Temos de manter alguma serenidade, porque isto é a disfuncionalidade global e total.
"Então além dessa ilegitimidade, o próprio SIS não saberia que não poderia intervir? Claro que saberia, não tem essas competências, isso é clarinho face ao Artigo 4.º da lei, está excetuado", nota, considerando "absolutamente impensável" todo o episódio. Paula Teixeira da Cruz apela até a "alguma serenidade" perante o que diz ser a "disfuncionalidade global e total".
Uma "questão inquietante"
Esta "disfuncionalidade dentro do Governo", explica "não arrasta só o ministro das Infraestruturas, porque ele próprio referiu publicamente com quem é que se teria aconselhado", mas também "outros membros do Governo que não podiam deixar de saber, em função das suas responsabilidades, que uma tal intervenção não era possível nem legal".

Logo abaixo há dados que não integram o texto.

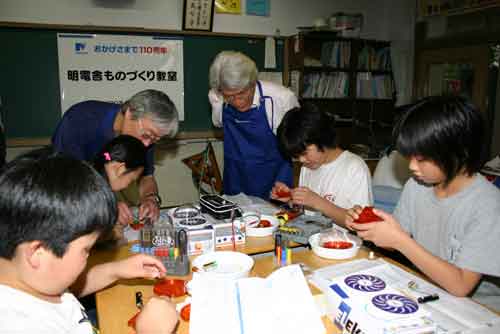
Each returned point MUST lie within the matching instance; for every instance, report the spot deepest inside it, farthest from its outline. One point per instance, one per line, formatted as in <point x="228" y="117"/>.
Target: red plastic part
<point x="337" y="244"/>
<point x="186" y="312"/>
<point x="131" y="322"/>
<point x="170" y="288"/>
<point x="282" y="193"/>
<point x="264" y="223"/>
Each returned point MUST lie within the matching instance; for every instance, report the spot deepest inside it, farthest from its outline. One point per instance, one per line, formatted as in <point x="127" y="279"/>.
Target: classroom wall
<point x="383" y="19"/>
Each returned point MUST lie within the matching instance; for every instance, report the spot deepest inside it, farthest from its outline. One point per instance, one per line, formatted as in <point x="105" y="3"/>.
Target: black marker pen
<point x="428" y="298"/>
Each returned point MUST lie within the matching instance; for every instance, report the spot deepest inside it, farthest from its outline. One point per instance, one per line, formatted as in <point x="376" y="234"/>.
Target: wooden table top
<point x="116" y="304"/>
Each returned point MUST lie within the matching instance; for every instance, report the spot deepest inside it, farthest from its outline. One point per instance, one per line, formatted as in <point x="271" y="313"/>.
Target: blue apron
<point x="252" y="161"/>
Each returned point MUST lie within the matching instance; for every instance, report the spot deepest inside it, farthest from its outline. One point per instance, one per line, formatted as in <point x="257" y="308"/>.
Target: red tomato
<point x="131" y="322"/>
<point x="337" y="244"/>
<point x="186" y="312"/>
<point x="264" y="223"/>
<point x="170" y="288"/>
<point x="367" y="216"/>
<point x="283" y="193"/>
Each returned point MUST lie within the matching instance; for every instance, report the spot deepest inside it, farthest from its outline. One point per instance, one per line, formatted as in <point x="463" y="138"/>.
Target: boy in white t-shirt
<point x="53" y="208"/>
<point x="331" y="179"/>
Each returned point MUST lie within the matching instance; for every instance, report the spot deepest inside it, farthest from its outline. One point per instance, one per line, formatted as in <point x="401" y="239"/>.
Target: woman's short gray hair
<point x="158" y="107"/>
<point x="232" y="70"/>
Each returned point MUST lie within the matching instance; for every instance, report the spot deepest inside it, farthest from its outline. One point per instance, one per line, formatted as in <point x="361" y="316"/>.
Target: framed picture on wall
<point x="198" y="15"/>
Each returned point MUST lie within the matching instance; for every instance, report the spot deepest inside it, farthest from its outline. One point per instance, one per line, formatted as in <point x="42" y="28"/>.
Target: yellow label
<point x="228" y="6"/>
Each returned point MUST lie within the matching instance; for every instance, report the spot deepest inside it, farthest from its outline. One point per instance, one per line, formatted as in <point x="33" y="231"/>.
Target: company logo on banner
<point x="114" y="67"/>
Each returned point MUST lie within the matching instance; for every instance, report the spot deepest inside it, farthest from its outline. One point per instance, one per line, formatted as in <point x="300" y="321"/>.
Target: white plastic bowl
<point x="337" y="254"/>
<point x="263" y="231"/>
<point x="230" y="265"/>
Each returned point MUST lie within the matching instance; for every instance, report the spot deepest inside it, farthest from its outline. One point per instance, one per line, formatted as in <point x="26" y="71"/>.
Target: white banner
<point x="114" y="67"/>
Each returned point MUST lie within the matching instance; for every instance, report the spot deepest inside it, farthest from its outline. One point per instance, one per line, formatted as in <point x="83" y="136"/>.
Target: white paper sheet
<point x="281" y="303"/>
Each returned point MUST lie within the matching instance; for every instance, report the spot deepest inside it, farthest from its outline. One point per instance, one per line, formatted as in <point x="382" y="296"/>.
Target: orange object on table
<point x="170" y="288"/>
<point x="337" y="244"/>
<point x="367" y="216"/>
<point x="186" y="312"/>
<point x="131" y="322"/>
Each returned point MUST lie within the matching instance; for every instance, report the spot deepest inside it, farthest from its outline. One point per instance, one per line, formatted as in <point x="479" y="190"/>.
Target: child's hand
<point x="305" y="196"/>
<point x="351" y="215"/>
<point x="140" y="266"/>
<point x="125" y="215"/>
<point x="386" y="233"/>
<point x="281" y="192"/>
<point x="157" y="316"/>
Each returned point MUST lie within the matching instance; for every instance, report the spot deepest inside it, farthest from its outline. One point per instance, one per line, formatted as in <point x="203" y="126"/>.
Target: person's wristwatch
<point x="155" y="197"/>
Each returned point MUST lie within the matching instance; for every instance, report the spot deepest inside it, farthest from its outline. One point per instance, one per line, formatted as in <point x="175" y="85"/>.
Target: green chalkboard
<point x="29" y="81"/>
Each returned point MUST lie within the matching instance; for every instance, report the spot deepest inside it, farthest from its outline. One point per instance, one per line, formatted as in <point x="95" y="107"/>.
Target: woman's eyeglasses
<point x="147" y="135"/>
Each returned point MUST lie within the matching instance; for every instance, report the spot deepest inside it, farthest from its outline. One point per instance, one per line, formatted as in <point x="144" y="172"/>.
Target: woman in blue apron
<point x="252" y="161"/>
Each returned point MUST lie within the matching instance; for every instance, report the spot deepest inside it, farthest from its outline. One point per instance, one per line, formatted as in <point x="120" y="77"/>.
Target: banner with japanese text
<point x="115" y="67"/>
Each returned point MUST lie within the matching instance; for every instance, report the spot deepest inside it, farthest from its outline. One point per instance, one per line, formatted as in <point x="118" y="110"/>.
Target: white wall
<point x="383" y="19"/>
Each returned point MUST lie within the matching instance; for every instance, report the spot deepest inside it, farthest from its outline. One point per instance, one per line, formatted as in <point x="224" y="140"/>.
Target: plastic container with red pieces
<point x="367" y="216"/>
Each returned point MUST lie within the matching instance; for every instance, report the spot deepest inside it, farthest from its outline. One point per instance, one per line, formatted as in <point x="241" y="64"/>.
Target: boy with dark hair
<point x="331" y="179"/>
<point x="53" y="208"/>
<point x="447" y="221"/>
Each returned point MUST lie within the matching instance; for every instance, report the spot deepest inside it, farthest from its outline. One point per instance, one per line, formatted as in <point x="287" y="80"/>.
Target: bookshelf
<point x="348" y="77"/>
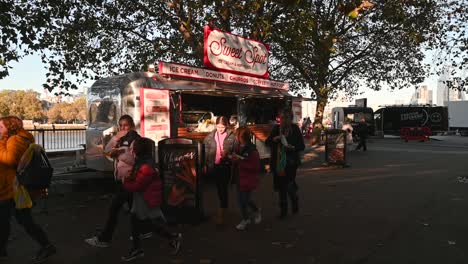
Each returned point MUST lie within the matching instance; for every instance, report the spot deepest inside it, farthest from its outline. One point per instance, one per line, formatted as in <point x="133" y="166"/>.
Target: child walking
<point x="248" y="161"/>
<point x="145" y="184"/>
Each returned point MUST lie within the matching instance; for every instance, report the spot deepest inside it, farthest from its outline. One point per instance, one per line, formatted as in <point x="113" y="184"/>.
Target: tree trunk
<point x="321" y="103"/>
<point x="322" y="99"/>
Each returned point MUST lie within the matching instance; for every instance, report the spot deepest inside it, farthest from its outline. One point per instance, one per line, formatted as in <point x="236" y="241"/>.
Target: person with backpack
<point x="247" y="161"/>
<point x="145" y="185"/>
<point x="285" y="142"/>
<point x="14" y="142"/>
<point x="362" y="132"/>
<point x="118" y="148"/>
<point x="218" y="145"/>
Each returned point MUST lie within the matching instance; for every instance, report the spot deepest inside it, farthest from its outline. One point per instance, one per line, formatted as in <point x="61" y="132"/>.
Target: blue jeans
<point x="245" y="202"/>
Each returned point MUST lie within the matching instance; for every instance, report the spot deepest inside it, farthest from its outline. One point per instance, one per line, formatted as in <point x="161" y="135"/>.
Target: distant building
<point x="444" y="94"/>
<point x="400" y="102"/>
<point x="422" y="95"/>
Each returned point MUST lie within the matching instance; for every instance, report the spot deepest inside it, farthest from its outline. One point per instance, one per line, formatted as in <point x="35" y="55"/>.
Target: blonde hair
<point x="13" y="125"/>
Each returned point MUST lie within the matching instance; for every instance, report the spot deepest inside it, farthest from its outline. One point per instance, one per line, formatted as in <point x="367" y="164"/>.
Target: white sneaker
<point x="243" y="224"/>
<point x="95" y="242"/>
<point x="257" y="217"/>
<point x="144" y="236"/>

É nesta linha que surge o "grande receio" da antiga ministra, que questiona "até que ponto este tipo de instituições estão a ser utilizadas? Ou seja: se isto é considerado normal, contactar o SIS para este tipo de situações, então para que outras situações estará a ser contactado o SIS? É uma questão inquietante".
Se este não tiver sido "apenas um episódio disfuncional", alerta, o caso é "muito, muito grave porque temos aí a instrumentalização dos serviços".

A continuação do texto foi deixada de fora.